Munculnya aksi-aksi sporadis terutama menjelang tanggal yang diklaim sebagai ulang tahun OPM (setiap awal Desember) merupakan pelampiasan atas ketidakadilan pembangunan wilayah Papua oleh pemerintah pusat.

Menurut Yorris, ketidakadilan dan diskriminasi bagi kedua propinsi di Papua masih terjadi hingga saat ini. Salah satunya, melalui UU tentang Perpajakan yang tidak mencerminkan keadilan.

Waktu Belanda masih menguasai Papua hanya mengambil minyak di Sorong dan batubara di Bintuni. Tetapi setelah masuk NKRI, wilayah Papua di kavling-kavling untuk mengeksploitasi sumber daya alam sehingga ekosistem rusak.

Dia mengemukakan, Papua bergabung ke NKRI tahun 1962 dan secara resmi menjadi propinsi ke 27 tahun 1969. Tetapi sumber daya alam Papua sudah dikavling mulai tahun 1967.

Ketidakadilan yang dirasakan masyarakat papua terkait perpajakan dan royalti terjadi pada sumbangan pajak PT Freeport kepada pemerintah Indonesia sebesar Rp17 triliun/tahun.

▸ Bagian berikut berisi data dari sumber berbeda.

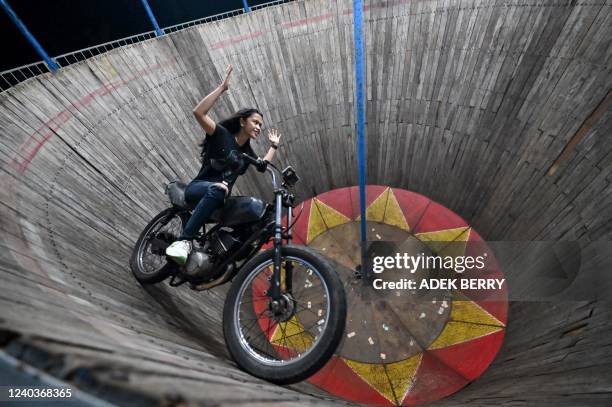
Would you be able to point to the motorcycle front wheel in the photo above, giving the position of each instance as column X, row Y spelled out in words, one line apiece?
column 148, row 261
column 289, row 341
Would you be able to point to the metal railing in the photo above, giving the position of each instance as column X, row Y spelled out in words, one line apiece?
column 12, row 77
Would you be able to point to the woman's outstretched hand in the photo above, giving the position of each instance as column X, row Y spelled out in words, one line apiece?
column 225, row 84
column 274, row 136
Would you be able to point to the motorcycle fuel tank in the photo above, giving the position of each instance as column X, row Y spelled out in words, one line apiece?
column 240, row 209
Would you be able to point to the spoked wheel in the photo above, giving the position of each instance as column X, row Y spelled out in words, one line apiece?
column 148, row 261
column 288, row 340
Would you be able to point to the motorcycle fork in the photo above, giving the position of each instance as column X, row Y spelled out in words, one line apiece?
column 282, row 277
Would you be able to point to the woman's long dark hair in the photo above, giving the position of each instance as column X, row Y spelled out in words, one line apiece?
column 232, row 123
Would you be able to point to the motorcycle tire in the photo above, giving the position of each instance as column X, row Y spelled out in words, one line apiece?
column 166, row 268
column 324, row 343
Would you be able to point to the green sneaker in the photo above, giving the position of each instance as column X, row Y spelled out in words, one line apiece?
column 179, row 251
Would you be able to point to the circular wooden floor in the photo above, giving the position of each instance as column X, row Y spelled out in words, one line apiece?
column 402, row 347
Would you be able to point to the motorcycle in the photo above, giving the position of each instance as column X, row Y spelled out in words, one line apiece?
column 285, row 312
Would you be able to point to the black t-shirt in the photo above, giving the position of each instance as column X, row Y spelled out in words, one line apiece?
column 221, row 157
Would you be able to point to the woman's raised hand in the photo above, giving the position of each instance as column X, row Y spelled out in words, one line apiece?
column 274, row 136
column 225, row 83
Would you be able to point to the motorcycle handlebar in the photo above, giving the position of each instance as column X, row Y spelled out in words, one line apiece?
column 260, row 164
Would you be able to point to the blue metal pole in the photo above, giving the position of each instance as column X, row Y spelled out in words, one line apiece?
column 48, row 60
column 158, row 31
column 360, row 104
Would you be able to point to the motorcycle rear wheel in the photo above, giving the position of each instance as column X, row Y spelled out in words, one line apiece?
column 148, row 261
column 291, row 345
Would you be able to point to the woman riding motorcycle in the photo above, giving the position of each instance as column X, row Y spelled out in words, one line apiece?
column 221, row 163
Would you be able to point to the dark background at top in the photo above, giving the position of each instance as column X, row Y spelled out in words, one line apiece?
column 61, row 26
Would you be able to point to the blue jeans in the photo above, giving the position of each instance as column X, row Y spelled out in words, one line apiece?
column 205, row 197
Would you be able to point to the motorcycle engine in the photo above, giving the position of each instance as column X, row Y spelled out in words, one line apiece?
column 201, row 260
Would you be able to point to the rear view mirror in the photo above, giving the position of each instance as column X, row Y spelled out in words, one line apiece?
column 290, row 178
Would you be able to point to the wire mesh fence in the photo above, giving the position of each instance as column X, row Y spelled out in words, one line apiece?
column 12, row 77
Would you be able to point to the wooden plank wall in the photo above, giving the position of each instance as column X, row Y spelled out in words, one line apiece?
column 468, row 102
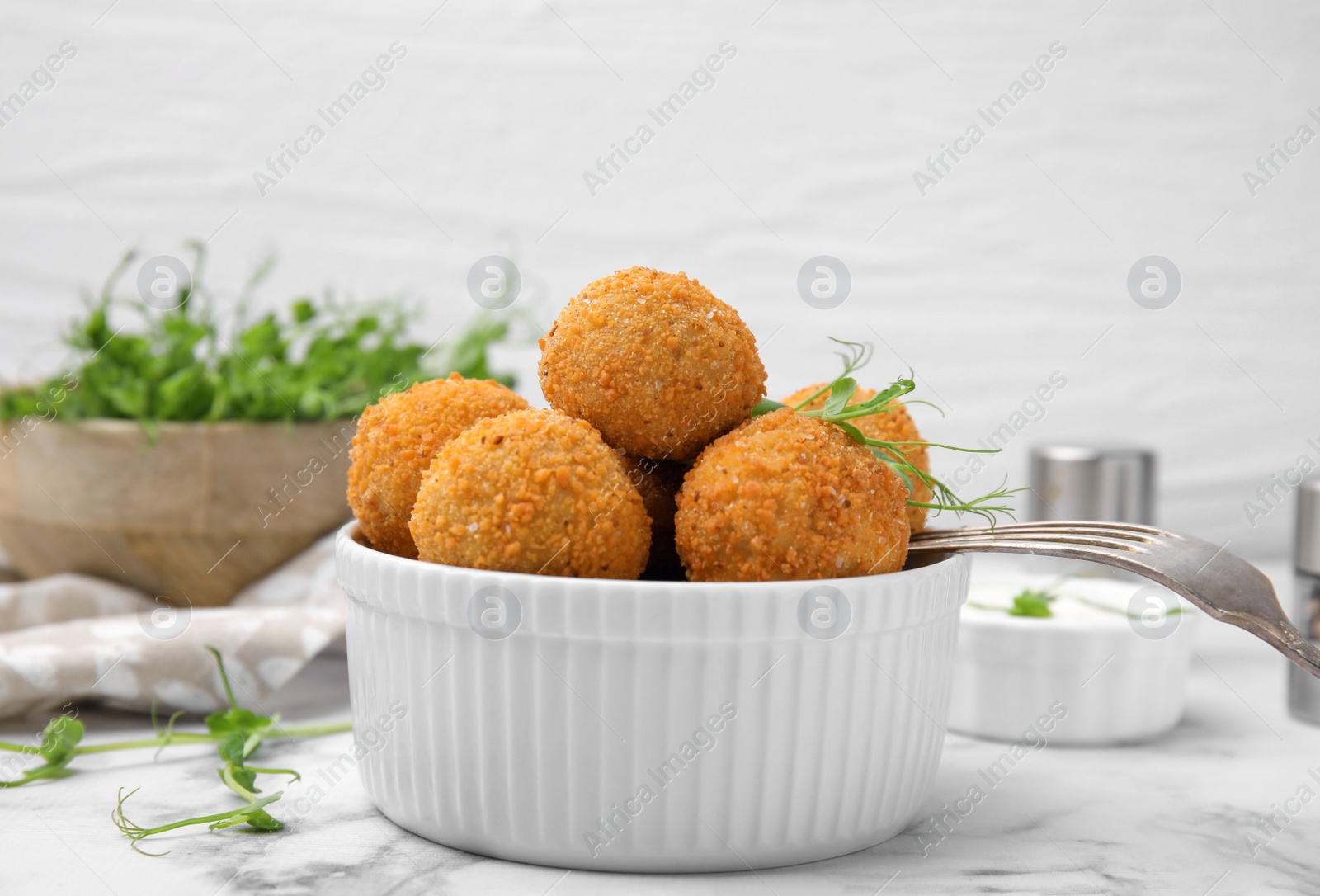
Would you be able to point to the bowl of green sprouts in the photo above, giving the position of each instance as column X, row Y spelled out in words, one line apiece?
column 188, row 450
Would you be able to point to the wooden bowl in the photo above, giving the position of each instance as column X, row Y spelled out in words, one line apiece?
column 191, row 517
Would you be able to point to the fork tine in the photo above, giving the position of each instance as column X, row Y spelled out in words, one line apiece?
column 1034, row 540
column 1232, row 592
column 1117, row 531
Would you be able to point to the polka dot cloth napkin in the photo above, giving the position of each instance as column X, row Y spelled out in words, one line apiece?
column 76, row 638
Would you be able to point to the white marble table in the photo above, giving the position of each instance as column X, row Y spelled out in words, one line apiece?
column 1168, row 817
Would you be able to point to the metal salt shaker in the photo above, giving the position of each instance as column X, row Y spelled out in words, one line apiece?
column 1092, row 482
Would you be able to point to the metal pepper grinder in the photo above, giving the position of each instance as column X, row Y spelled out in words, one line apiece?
column 1092, row 482
column 1304, row 689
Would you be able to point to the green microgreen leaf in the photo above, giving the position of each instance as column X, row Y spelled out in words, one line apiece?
column 1031, row 602
column 318, row 361
column 838, row 411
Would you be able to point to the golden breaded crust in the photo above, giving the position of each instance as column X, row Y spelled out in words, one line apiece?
column 653, row 361
column 396, row 440
column 659, row 482
column 534, row 491
column 787, row 497
column 894, row 425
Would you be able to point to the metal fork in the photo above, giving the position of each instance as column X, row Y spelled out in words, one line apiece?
column 1223, row 585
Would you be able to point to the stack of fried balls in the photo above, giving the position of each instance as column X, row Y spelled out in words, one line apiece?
column 650, row 460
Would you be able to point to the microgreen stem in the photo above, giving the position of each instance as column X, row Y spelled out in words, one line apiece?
column 838, row 411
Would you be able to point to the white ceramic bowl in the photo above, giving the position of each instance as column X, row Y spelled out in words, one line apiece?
column 1086, row 677
column 647, row 726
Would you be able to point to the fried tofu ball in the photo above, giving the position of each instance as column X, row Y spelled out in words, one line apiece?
column 894, row 425
column 534, row 491
column 653, row 361
column 787, row 497
column 659, row 482
column 396, row 440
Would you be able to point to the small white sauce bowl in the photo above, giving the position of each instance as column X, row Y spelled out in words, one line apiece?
column 1082, row 677
column 647, row 726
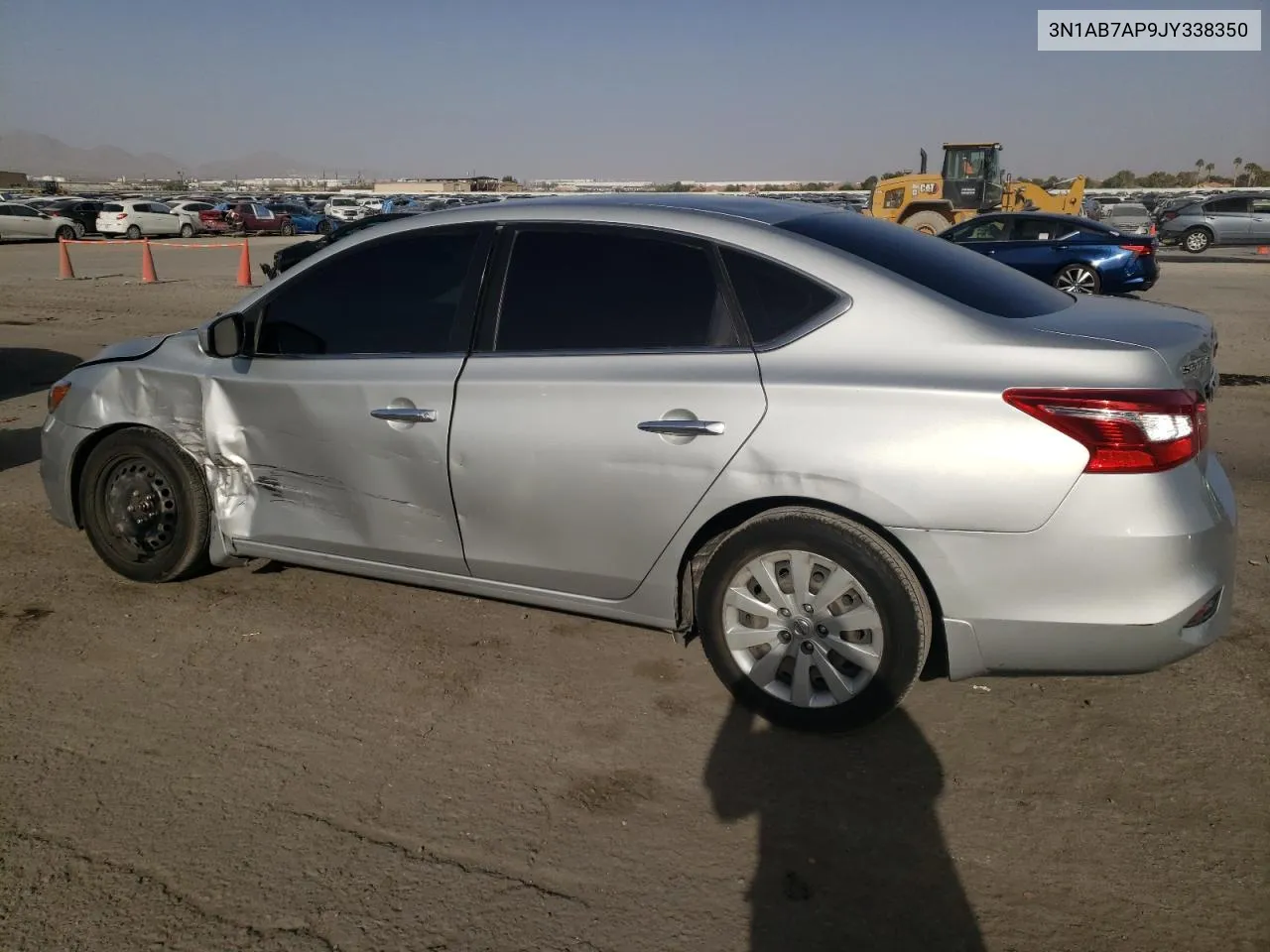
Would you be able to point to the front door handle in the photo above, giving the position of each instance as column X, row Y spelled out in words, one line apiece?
column 404, row 414
column 684, row 428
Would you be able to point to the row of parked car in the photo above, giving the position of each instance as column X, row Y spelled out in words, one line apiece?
column 1194, row 222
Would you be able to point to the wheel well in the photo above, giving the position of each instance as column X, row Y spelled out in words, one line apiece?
column 84, row 449
column 707, row 538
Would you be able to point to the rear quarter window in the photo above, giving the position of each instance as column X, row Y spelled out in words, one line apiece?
column 942, row 267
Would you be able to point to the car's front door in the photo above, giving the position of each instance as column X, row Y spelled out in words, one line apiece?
column 608, row 390
column 343, row 413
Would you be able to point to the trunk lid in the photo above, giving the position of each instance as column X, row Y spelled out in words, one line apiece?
column 1184, row 339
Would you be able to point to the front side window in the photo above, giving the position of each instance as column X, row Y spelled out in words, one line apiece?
column 397, row 296
column 775, row 301
column 610, row 291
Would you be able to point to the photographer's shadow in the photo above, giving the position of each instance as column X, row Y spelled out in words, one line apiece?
column 849, row 853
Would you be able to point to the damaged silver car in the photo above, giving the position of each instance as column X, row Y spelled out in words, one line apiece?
column 839, row 452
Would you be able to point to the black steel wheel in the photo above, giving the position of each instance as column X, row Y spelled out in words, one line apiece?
column 145, row 508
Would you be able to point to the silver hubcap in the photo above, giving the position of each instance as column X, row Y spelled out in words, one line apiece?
column 1079, row 281
column 803, row 629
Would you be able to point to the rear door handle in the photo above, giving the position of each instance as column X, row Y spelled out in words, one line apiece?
column 404, row 414
column 684, row 428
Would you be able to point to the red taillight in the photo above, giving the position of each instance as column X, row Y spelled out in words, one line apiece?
column 1125, row 430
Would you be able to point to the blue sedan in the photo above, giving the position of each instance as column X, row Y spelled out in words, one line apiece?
column 308, row 222
column 1079, row 255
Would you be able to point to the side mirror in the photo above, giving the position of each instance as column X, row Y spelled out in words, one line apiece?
column 223, row 335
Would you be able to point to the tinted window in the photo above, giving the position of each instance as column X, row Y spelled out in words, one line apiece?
column 1037, row 229
column 943, row 267
column 608, row 291
column 397, row 296
column 774, row 299
column 980, row 230
column 1227, row 204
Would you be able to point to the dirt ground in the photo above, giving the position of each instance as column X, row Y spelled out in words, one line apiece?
column 273, row 758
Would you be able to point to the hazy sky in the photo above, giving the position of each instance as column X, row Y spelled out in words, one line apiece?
column 694, row 89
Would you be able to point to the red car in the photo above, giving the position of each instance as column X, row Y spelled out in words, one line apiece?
column 245, row 218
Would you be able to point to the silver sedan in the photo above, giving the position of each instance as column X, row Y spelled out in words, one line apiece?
column 841, row 453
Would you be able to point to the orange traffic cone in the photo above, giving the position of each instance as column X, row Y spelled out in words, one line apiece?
column 148, row 264
column 245, row 267
column 64, row 262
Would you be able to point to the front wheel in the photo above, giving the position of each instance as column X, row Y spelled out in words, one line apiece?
column 1079, row 280
column 813, row 621
column 1197, row 240
column 145, row 507
column 926, row 222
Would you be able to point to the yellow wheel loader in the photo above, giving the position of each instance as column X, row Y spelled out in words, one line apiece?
column 969, row 184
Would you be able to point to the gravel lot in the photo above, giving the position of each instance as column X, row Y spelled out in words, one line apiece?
column 273, row 758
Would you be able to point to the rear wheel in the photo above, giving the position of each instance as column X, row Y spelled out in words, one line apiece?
column 145, row 507
column 1079, row 278
column 813, row 621
column 926, row 222
column 1197, row 240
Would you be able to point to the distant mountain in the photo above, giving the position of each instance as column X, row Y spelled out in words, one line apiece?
column 37, row 154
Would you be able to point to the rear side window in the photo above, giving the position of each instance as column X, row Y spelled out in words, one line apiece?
column 942, row 267
column 610, row 291
column 394, row 298
column 775, row 301
column 1228, row 204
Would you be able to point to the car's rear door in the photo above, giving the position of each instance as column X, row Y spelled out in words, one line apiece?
column 1229, row 218
column 1032, row 246
column 608, row 389
column 341, row 416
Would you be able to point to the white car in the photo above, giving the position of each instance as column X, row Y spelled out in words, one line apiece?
column 21, row 222
column 136, row 217
column 344, row 208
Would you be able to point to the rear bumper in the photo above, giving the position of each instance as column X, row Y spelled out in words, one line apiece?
column 1106, row 587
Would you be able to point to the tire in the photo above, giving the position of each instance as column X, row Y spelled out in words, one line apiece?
column 140, row 468
column 1197, row 240
column 1079, row 278
column 879, row 584
column 926, row 222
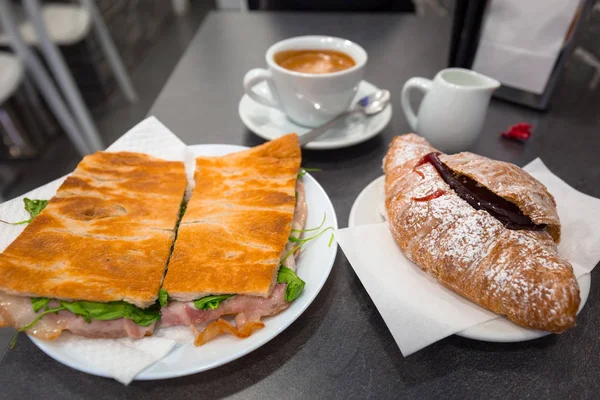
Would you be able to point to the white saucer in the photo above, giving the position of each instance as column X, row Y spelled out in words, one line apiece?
column 269, row 123
column 367, row 210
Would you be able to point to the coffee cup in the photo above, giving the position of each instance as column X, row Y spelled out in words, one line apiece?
column 312, row 79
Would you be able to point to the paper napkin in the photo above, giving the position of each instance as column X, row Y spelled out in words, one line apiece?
column 416, row 308
column 122, row 359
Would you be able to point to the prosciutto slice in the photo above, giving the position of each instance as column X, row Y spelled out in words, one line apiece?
column 248, row 310
column 18, row 312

“Kita minta 30 persen dikembalikan ke masyarakat Papua untuk membangun wilayah. Tetapi Papua hanya memperoleh Rp300 miliar/tahun untuk 25 kabupaten/kota,” kata Yorris.

Kenyataan ini, kata Yorris menggambarkan ketidakadilan. “Jadi jangan menuduh separatisme. Perjuangan kami ingin bebas dari kemiskinan dan kebodohan,” katanya.

Perhatian pemerintah pusat kepada masyarakat juga dinilai rendah. Akibat tingkat kesehatan rendah, usia hidup orang Papua rata-rata 47 tahun dan banyak penyakit AIDS.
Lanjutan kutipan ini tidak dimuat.